Instinctivement, Jean rapprocha son siège de celui de Perceval qui alla prendre dans une armoire un flacon de vin d'Espagne et deux verres qu'il remplit. Il en offrit un et revint s'asseoir.

- Le nom et le fief de L'Isle ont été conférés à Sylvie par les Vendôme lorsqu'elle avait quatre ans, à la suite du drame dont elle venait d'être l'inconsciente victime. Elle s'appelle en réalité Sylvie de Valaines. Elle est la fille...

- ... du baron de Valaines dont la famille a été si mystérieusement décimée il y a... une dizaine d'années ?

- On a en effet laissé planer le mystère pour couvrir le plus affreux des meurtres. Moi seul et les Vendôme connaissons la vérité. Une vérité que je partagerai avec vous dès que vous m'aurez donné votre parole de ne la révéler à quiconque, même au duc votre père, jusqu'à nouvel ordre.

- Vous l'avez ! Parlez, je vous en prie ! Vous ne le regretterez pas.

- Voici : le jour même où leur suzerain légitime, le duc César, était arrêté à Angers, en 1626, la baronne de Valaines qui m'était une amie chère, et toute sa famille, étaient assassinés. Seule la petite Sylvie put échapper et fut recueillie par celui qui est aujourd'hui le duc de Beaufort...

Longtemps, Perceval parla, suivi avec une attention passionnée par Jean d'Autancourt. Il dit tout : le vol des lettres de Marie de Médicis, le martyre de Chiara et la flétrissure imposée par son bourreau, sa propre quête de la vérité et, enfin, les liens de tendresse unissant Sylvie à François depuis qu'il l'avait ramenée à Anet.

- C'est trop naturel ! commenta Jean sans broncher.

- J'ajoute qu'elle a oublié ce drame de sa petite enfance. Ou, tout au moins, les souvenirs qu'elle en garde sont aussi flous que ceux d'un cauchemar.

- Et les assassins ? Les connaissez-vous ?

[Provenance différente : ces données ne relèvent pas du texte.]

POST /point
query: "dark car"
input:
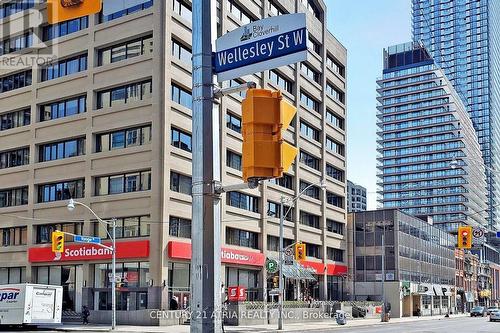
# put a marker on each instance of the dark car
(478, 311)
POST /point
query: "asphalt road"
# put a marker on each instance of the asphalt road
(454, 325)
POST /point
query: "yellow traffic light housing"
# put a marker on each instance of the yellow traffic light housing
(63, 10)
(265, 116)
(464, 237)
(300, 251)
(57, 241)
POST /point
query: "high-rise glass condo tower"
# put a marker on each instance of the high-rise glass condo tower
(463, 37)
(423, 127)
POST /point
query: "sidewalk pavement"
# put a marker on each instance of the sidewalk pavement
(295, 327)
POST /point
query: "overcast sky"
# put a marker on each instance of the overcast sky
(365, 27)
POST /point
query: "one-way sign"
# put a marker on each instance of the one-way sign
(87, 239)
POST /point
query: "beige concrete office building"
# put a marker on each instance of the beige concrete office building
(108, 124)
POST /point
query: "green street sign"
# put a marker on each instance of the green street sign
(272, 266)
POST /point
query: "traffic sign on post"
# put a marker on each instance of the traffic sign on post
(264, 44)
(87, 239)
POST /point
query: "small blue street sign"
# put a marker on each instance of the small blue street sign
(87, 239)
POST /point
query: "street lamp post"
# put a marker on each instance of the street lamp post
(284, 199)
(71, 207)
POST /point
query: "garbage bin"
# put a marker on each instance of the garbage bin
(340, 317)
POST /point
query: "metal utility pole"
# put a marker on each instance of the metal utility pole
(113, 272)
(281, 287)
(205, 227)
(383, 276)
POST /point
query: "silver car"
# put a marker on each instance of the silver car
(495, 315)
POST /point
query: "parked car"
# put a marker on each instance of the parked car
(495, 314)
(478, 311)
(491, 308)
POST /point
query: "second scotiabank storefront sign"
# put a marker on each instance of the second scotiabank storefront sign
(81, 252)
(180, 250)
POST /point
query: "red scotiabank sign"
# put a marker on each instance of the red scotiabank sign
(236, 294)
(77, 252)
(180, 250)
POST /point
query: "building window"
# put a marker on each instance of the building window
(335, 200)
(181, 52)
(63, 149)
(336, 66)
(182, 96)
(239, 12)
(126, 227)
(180, 183)
(335, 146)
(125, 94)
(243, 201)
(335, 120)
(15, 119)
(335, 227)
(309, 219)
(44, 232)
(273, 243)
(16, 43)
(180, 139)
(65, 67)
(309, 101)
(280, 80)
(273, 210)
(183, 9)
(64, 108)
(14, 158)
(135, 277)
(14, 236)
(312, 191)
(335, 254)
(130, 137)
(274, 9)
(233, 122)
(242, 238)
(335, 173)
(127, 50)
(123, 183)
(12, 275)
(15, 81)
(11, 8)
(179, 227)
(72, 189)
(312, 44)
(233, 160)
(335, 93)
(65, 28)
(286, 181)
(14, 197)
(245, 278)
(309, 160)
(127, 11)
(309, 131)
(313, 250)
(309, 72)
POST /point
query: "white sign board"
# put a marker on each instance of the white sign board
(265, 44)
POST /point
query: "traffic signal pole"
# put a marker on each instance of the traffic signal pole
(206, 255)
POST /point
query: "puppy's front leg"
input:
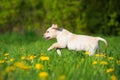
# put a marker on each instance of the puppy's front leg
(53, 46)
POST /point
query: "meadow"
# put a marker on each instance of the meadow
(25, 57)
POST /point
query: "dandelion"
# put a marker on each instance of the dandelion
(87, 53)
(38, 66)
(118, 62)
(94, 62)
(43, 75)
(62, 77)
(104, 63)
(9, 69)
(113, 77)
(109, 70)
(6, 54)
(44, 58)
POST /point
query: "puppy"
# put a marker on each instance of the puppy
(66, 39)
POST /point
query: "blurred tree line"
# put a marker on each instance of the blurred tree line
(78, 16)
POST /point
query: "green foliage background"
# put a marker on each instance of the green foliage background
(78, 16)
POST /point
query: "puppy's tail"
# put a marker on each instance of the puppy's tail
(101, 39)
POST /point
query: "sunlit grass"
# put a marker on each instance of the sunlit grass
(23, 58)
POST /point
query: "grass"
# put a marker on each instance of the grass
(25, 57)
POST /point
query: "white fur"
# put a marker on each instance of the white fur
(66, 39)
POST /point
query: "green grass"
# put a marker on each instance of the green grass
(71, 65)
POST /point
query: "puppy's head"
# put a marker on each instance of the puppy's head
(51, 32)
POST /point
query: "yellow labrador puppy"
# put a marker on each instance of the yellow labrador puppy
(66, 39)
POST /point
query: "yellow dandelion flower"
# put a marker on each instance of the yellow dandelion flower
(62, 77)
(44, 58)
(113, 77)
(31, 57)
(6, 54)
(43, 75)
(38, 66)
(109, 70)
(9, 69)
(23, 58)
(104, 63)
(87, 53)
(110, 58)
(94, 62)
(2, 61)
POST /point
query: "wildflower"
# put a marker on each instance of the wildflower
(109, 70)
(97, 55)
(118, 62)
(6, 54)
(38, 66)
(87, 53)
(94, 62)
(62, 77)
(12, 59)
(110, 58)
(44, 58)
(23, 58)
(104, 63)
(9, 69)
(2, 61)
(113, 77)
(21, 65)
(43, 75)
(103, 55)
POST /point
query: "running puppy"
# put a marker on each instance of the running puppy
(66, 39)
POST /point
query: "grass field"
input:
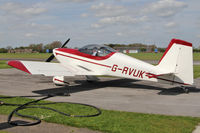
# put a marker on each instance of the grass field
(110, 121)
(3, 64)
(141, 56)
(196, 68)
(157, 56)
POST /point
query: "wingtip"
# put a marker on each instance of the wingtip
(19, 65)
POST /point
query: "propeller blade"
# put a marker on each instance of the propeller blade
(52, 56)
(65, 43)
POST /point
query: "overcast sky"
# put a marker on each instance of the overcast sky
(23, 22)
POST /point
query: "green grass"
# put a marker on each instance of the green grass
(3, 64)
(196, 71)
(141, 56)
(111, 121)
(25, 55)
(157, 56)
(3, 132)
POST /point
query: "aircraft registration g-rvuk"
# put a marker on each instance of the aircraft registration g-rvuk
(175, 66)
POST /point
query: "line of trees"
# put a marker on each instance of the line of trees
(41, 48)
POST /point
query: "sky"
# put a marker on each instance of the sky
(24, 22)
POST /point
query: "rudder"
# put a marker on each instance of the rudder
(178, 59)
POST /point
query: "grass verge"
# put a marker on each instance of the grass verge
(157, 56)
(3, 64)
(141, 56)
(196, 71)
(24, 55)
(110, 121)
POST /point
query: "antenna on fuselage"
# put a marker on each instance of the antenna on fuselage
(52, 56)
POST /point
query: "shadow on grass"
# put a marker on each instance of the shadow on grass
(82, 85)
(6, 125)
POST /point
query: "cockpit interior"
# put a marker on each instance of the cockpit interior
(96, 50)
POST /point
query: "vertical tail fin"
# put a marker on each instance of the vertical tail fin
(178, 59)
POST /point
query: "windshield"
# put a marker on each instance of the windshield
(96, 50)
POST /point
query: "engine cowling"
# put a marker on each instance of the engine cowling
(59, 81)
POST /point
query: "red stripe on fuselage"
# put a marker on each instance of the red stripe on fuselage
(83, 60)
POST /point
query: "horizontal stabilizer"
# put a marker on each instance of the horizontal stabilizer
(43, 68)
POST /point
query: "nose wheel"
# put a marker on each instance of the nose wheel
(185, 89)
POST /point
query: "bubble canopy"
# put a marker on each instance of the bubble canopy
(96, 50)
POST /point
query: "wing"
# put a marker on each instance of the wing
(49, 69)
(44, 68)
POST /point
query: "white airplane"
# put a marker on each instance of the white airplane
(175, 66)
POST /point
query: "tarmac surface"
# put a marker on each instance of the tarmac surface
(108, 93)
(41, 128)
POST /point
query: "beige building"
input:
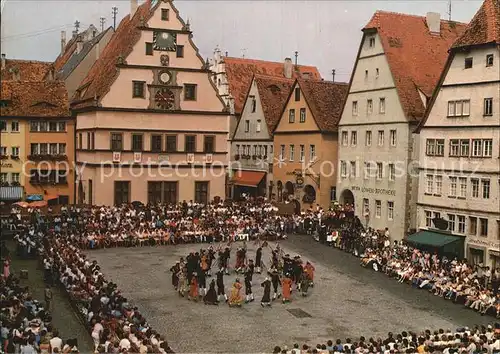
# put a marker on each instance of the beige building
(460, 142)
(150, 124)
(305, 144)
(399, 61)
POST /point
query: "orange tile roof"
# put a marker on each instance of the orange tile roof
(34, 99)
(103, 73)
(273, 93)
(484, 27)
(29, 70)
(325, 100)
(240, 72)
(416, 57)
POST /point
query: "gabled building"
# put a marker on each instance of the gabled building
(460, 143)
(305, 144)
(252, 143)
(399, 62)
(150, 124)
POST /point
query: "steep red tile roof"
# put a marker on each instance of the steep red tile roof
(29, 70)
(240, 72)
(325, 100)
(104, 72)
(273, 93)
(484, 27)
(34, 99)
(416, 57)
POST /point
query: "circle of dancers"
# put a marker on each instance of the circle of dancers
(190, 273)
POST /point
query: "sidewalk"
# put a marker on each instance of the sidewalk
(63, 316)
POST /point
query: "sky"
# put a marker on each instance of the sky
(325, 33)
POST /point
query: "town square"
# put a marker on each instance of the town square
(250, 177)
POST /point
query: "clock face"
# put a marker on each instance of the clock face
(165, 41)
(164, 77)
(165, 99)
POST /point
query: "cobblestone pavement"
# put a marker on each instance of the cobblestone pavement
(347, 301)
(63, 316)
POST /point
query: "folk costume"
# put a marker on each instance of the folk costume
(236, 299)
(211, 297)
(266, 298)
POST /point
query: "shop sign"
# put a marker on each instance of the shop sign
(373, 190)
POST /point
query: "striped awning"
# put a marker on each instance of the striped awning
(11, 193)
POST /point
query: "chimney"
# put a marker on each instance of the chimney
(433, 20)
(288, 68)
(63, 41)
(133, 7)
(79, 45)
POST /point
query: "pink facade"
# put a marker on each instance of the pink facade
(158, 132)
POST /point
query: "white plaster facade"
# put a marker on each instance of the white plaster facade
(465, 190)
(386, 200)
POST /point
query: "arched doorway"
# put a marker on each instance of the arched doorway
(347, 197)
(309, 194)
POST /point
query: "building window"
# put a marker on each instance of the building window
(488, 106)
(171, 143)
(381, 105)
(149, 48)
(483, 227)
(190, 92)
(302, 118)
(392, 137)
(390, 210)
(165, 14)
(312, 152)
(138, 89)
(116, 141)
(190, 143)
(122, 192)
(343, 169)
(201, 192)
(345, 138)
(439, 185)
(354, 138)
(459, 108)
(354, 108)
(463, 187)
(434, 147)
(380, 138)
(137, 142)
(485, 183)
(428, 218)
(282, 152)
(368, 138)
(378, 208)
(380, 170)
(429, 184)
(14, 127)
(489, 60)
(209, 144)
(297, 94)
(156, 143)
(468, 63)
(180, 51)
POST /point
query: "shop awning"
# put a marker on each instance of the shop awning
(247, 178)
(433, 238)
(11, 193)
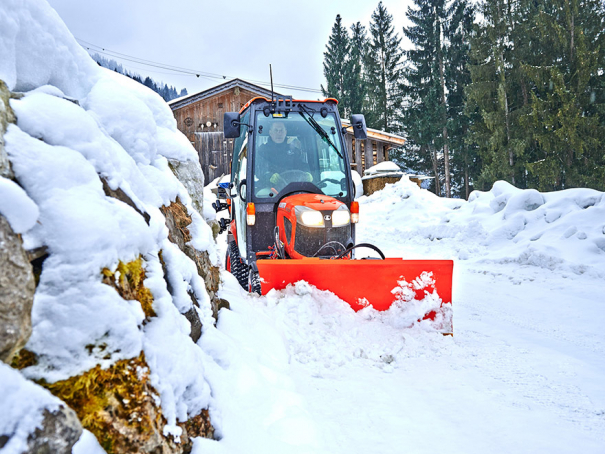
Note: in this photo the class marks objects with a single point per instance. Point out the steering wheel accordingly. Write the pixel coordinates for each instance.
(289, 176)
(322, 183)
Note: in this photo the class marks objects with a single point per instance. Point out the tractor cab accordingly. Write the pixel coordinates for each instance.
(293, 215)
(283, 148)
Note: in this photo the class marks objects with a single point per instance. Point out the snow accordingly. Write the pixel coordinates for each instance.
(294, 371)
(76, 123)
(522, 373)
(16, 206)
(23, 404)
(383, 167)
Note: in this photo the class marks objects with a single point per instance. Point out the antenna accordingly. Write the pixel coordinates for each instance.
(271, 76)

- J'en connais un : ce La Perrière qui s'intéresse si fort à ma petite. Il s'est fait donner le château sous prétexte qu'il en portait le nom et qu'il aurait dû lui appartenir depuis des années. Quant à l'autre, l'assassin au cachet de cire, je peux vous dire que si j'ignore toujours qui il est, j'ai la certitude qu'il se trouve à Paris et qu'il continue à tuer, de la même façon. La seule différence est qu'il s'attaque à présent aux ribaudes. Tout cela vous explique pourquoi je ne tenais pas à ce que Sylvie devienne fille d'honneur aussi jeune. À l'hôtel de Vendôme ou dans les châteaux de la famille, elle était beaucoup mieux protégée parce que rien ne l'y mettait en lumière. J'aurais cent fois préféré qu'elle vive auprès de moi.